Я захотел оказаться в гостиной – там, в Москве, где недавно сидел между Алиной и мамой…

Мое желание осталось невыполненным.

А еще был там странным образов оживший Валера, и следователь Бородулин, доведенный мной (мной? Зачем мне брать на себя ненужное? Валерой доведенный, конечно) до сердечного приступа. И мама, которой нужно было объяснить то, что ни я, ни Алина еще толком не понимали.

Мне бы себе объяснить.

Я достал из холодильника коробку с яйцами и сделал яичницу из двух яиц. Когда смешиваешь белок с желтком, хорошо думается. Сейчас мне думалось плохо, потому что я думал не о том, о чем, по идее, должен был. Я пытался понять, что со мной произошло, пытался объяснить, понимая, что количество фантастических гипотез на этот счет может быть сколь угодно большим и находиться при этом сколь угодно далеко от реальности.

Возможно, мои впечатления как-то связаны с моей работой в институте. Собственно, наверняка это так – мы «выбивали тараканов», воздействовали на мозг электромагнитными полями разных частот, мощностей и модуляций, начальство хотело создать людей-зомби, но что происходило с реципиентами и с каждым из нас, сотрудников, на самом деле?

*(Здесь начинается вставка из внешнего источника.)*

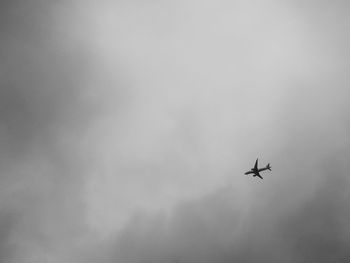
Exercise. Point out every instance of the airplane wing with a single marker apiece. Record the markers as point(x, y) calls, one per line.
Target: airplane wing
point(256, 165)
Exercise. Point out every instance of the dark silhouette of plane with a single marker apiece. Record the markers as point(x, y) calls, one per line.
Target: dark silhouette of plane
point(256, 171)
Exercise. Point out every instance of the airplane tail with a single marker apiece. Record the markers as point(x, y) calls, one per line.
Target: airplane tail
point(268, 166)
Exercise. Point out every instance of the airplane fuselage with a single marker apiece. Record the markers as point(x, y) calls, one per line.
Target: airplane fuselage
point(256, 171)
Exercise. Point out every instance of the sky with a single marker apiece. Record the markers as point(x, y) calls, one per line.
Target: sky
point(126, 128)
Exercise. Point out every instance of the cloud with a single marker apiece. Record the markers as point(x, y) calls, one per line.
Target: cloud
point(125, 128)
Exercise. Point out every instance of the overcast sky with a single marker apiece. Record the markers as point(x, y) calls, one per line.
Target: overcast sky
point(126, 128)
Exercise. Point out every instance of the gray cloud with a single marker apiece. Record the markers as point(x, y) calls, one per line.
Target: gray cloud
point(125, 128)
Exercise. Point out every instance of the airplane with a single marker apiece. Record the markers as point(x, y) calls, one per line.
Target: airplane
point(256, 171)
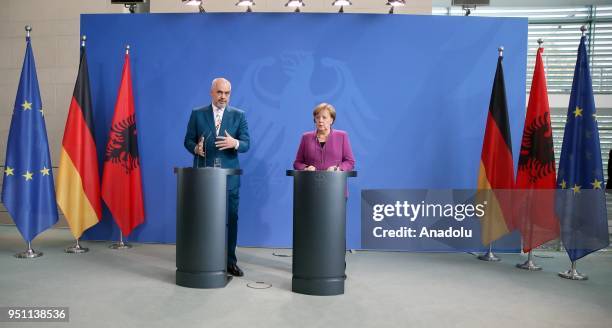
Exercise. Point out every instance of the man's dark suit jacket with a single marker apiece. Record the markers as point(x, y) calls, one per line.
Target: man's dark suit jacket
point(202, 123)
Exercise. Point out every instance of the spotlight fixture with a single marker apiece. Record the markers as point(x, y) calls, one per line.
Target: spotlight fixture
point(395, 3)
point(468, 9)
point(341, 4)
point(296, 4)
point(246, 3)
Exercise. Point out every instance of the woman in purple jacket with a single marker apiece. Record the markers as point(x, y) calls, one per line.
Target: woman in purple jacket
point(325, 148)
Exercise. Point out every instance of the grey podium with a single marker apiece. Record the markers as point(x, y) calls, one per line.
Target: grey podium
point(201, 226)
point(319, 231)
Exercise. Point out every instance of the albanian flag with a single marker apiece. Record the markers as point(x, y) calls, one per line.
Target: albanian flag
point(536, 181)
point(121, 181)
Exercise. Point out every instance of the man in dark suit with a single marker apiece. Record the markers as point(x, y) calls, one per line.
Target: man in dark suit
point(221, 132)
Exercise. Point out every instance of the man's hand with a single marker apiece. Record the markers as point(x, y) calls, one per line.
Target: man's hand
point(199, 150)
point(227, 142)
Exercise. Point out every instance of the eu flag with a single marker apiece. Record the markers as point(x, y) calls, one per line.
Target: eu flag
point(581, 201)
point(28, 192)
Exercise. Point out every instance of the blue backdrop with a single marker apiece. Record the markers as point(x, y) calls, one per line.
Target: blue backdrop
point(411, 91)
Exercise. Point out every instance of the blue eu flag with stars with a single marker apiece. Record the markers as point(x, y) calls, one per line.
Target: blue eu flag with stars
point(581, 200)
point(27, 191)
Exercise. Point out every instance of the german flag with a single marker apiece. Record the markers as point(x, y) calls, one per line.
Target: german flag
point(496, 165)
point(78, 180)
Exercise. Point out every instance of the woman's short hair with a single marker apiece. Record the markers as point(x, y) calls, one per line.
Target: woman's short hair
point(325, 106)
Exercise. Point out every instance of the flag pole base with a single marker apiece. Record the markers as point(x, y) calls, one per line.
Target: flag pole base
point(28, 254)
point(120, 245)
point(573, 274)
point(529, 265)
point(76, 249)
point(489, 257)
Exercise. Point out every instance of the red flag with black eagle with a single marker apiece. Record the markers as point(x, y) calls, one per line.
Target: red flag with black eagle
point(535, 180)
point(121, 181)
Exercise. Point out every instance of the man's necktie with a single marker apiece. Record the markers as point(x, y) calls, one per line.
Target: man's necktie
point(217, 121)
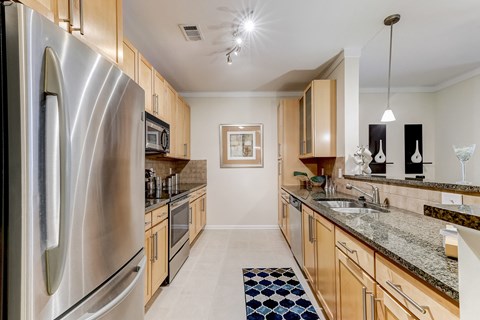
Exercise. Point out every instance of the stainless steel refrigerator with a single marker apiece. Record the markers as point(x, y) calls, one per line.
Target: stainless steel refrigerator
point(72, 164)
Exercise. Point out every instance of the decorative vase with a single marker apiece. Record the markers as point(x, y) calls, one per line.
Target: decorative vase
point(416, 157)
point(463, 154)
point(380, 157)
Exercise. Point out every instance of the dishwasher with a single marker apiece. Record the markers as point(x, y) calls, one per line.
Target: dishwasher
point(296, 236)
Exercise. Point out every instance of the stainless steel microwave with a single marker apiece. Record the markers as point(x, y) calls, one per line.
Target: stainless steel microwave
point(157, 135)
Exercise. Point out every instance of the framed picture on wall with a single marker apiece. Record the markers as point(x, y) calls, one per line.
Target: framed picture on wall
point(241, 145)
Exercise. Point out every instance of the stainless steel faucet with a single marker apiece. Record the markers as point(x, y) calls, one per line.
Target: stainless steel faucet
point(375, 196)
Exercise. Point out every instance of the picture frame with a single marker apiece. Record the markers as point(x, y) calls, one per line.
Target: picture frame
point(241, 145)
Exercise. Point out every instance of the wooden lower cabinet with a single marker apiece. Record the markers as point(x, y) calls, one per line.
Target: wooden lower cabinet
point(160, 254)
point(156, 252)
point(388, 309)
point(283, 219)
point(198, 216)
point(355, 290)
point(325, 267)
point(148, 269)
point(308, 226)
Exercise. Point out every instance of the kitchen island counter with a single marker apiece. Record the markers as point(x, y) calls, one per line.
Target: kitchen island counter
point(409, 239)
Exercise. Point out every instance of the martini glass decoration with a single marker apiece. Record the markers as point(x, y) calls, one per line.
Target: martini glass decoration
point(463, 154)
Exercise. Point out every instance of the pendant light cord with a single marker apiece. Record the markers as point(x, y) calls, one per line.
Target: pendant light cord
point(389, 66)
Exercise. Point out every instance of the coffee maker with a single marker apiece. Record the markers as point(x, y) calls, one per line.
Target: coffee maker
point(153, 184)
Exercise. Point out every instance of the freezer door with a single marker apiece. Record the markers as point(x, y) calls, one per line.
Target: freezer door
point(120, 298)
point(76, 162)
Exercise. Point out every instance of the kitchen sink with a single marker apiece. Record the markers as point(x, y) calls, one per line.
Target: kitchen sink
point(356, 210)
point(340, 204)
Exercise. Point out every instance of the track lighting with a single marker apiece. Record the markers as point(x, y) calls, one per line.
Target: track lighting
point(240, 35)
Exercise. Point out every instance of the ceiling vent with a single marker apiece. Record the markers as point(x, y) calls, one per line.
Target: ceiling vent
point(191, 32)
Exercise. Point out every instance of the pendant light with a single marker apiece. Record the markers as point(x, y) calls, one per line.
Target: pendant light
point(390, 21)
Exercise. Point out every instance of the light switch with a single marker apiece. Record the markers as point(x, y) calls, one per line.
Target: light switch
point(451, 198)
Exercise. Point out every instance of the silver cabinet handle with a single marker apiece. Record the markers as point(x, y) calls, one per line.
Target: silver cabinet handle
point(398, 289)
point(372, 305)
point(80, 6)
point(56, 168)
point(152, 249)
point(344, 245)
point(156, 245)
point(113, 303)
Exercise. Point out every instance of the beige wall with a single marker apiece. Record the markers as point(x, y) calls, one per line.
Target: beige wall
point(411, 199)
point(237, 197)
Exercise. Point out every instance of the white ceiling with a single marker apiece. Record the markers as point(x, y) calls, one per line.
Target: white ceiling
point(435, 41)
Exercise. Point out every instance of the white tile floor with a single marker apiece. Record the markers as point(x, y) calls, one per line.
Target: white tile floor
point(210, 283)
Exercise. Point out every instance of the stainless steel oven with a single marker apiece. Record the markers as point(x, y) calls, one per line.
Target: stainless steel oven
point(157, 135)
point(179, 244)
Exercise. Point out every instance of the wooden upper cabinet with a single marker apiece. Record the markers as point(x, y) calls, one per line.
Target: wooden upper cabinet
point(145, 80)
point(47, 8)
point(130, 60)
point(186, 130)
point(99, 23)
point(162, 109)
point(180, 151)
point(318, 120)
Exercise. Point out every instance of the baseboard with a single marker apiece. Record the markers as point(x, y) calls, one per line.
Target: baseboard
point(241, 227)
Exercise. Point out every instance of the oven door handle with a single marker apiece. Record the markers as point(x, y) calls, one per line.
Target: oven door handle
point(178, 203)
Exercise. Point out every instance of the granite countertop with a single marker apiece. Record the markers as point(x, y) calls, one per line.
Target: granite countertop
point(424, 184)
point(463, 215)
point(165, 198)
point(410, 239)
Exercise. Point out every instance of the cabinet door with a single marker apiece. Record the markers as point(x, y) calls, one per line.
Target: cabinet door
point(179, 133)
point(308, 122)
point(160, 96)
point(192, 222)
point(325, 270)
point(308, 244)
point(130, 59)
point(172, 105)
point(302, 126)
point(203, 210)
point(160, 254)
point(355, 290)
point(145, 75)
point(186, 130)
point(45, 7)
point(148, 271)
point(198, 218)
point(284, 220)
point(388, 309)
point(102, 23)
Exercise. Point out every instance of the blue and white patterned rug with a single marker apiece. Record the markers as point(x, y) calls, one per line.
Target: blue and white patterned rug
point(276, 294)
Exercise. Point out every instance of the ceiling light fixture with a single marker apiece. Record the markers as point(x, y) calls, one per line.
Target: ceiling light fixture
point(240, 34)
point(249, 25)
point(388, 115)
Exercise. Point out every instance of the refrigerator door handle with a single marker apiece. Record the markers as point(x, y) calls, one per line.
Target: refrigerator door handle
point(55, 171)
point(113, 303)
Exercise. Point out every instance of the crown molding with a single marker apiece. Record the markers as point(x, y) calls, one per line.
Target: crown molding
point(426, 89)
point(241, 94)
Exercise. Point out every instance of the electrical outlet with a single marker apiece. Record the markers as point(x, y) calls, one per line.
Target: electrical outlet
point(451, 198)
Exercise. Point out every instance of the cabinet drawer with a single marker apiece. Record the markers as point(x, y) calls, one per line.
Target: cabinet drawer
point(160, 214)
point(356, 251)
point(148, 220)
point(417, 297)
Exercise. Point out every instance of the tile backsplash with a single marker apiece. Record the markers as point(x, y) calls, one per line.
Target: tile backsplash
point(193, 171)
point(407, 198)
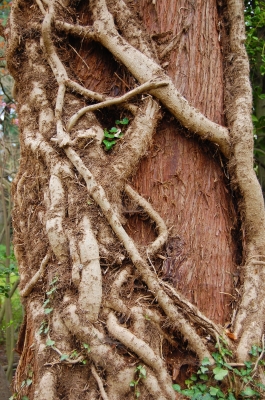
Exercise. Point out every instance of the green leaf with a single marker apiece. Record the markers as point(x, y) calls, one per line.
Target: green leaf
point(219, 373)
point(188, 392)
point(109, 145)
point(48, 310)
point(248, 364)
point(248, 392)
point(51, 291)
point(261, 386)
point(50, 342)
point(193, 378)
point(213, 391)
point(54, 281)
point(203, 377)
point(109, 135)
point(87, 347)
point(177, 388)
point(124, 121)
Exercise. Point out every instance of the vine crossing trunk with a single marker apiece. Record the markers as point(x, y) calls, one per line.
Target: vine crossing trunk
point(126, 227)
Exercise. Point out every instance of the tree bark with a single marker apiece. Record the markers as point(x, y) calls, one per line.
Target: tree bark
point(133, 257)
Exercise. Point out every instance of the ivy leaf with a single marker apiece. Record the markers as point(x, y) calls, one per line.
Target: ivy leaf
point(48, 310)
point(113, 129)
point(203, 377)
point(206, 361)
point(50, 342)
point(109, 135)
point(231, 397)
point(213, 391)
point(124, 121)
point(248, 392)
point(219, 373)
point(177, 388)
point(51, 291)
point(109, 145)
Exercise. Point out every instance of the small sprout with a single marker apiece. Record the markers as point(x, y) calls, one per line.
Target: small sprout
point(54, 281)
point(87, 347)
point(51, 291)
point(111, 136)
point(50, 342)
point(48, 310)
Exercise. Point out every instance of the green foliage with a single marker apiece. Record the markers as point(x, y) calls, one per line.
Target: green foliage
point(11, 270)
point(255, 46)
point(111, 136)
point(5, 286)
point(212, 383)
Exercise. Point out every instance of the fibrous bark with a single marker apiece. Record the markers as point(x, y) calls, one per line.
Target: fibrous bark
point(96, 300)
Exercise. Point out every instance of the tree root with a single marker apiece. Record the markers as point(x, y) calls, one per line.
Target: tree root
point(30, 285)
point(99, 382)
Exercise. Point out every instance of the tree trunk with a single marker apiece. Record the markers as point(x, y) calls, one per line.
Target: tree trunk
point(134, 250)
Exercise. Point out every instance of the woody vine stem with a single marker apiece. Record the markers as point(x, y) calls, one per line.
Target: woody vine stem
point(80, 318)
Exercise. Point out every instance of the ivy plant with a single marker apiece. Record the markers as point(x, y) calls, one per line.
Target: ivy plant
point(112, 135)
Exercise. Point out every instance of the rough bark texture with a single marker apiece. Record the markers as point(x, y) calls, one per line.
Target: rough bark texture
point(131, 256)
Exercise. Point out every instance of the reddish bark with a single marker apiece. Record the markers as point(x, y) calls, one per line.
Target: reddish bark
point(184, 183)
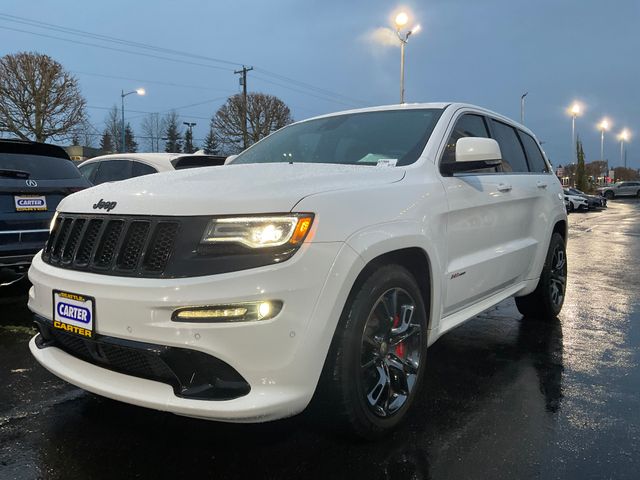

Во время эксперимента мозг начинал работать иначе, не так, как обычно, Никита видел себя в дружине князя Владимира, я, будучи в таком же измененном состоянии сознания, увидел Алину и понял, что наши души – родственные… Души. Что такое души, если не электромагнитные пакеты, материальные структуры, которые мы давно научились улавливать приборами, но не научились понимать? И если так, то родственные души – это пакеты, находящиеся в одинаковом состоянии… Одинаковом… Что? Частоты колебаний, структура, интенсивность… Не только. Еще множество других параметров, связывавших вещественную Вселенную с вселенными других типов. И только если эти качества… Что? Я чувствовал, что способен уже понять, но… не мог. Еще не мог? Или вообще?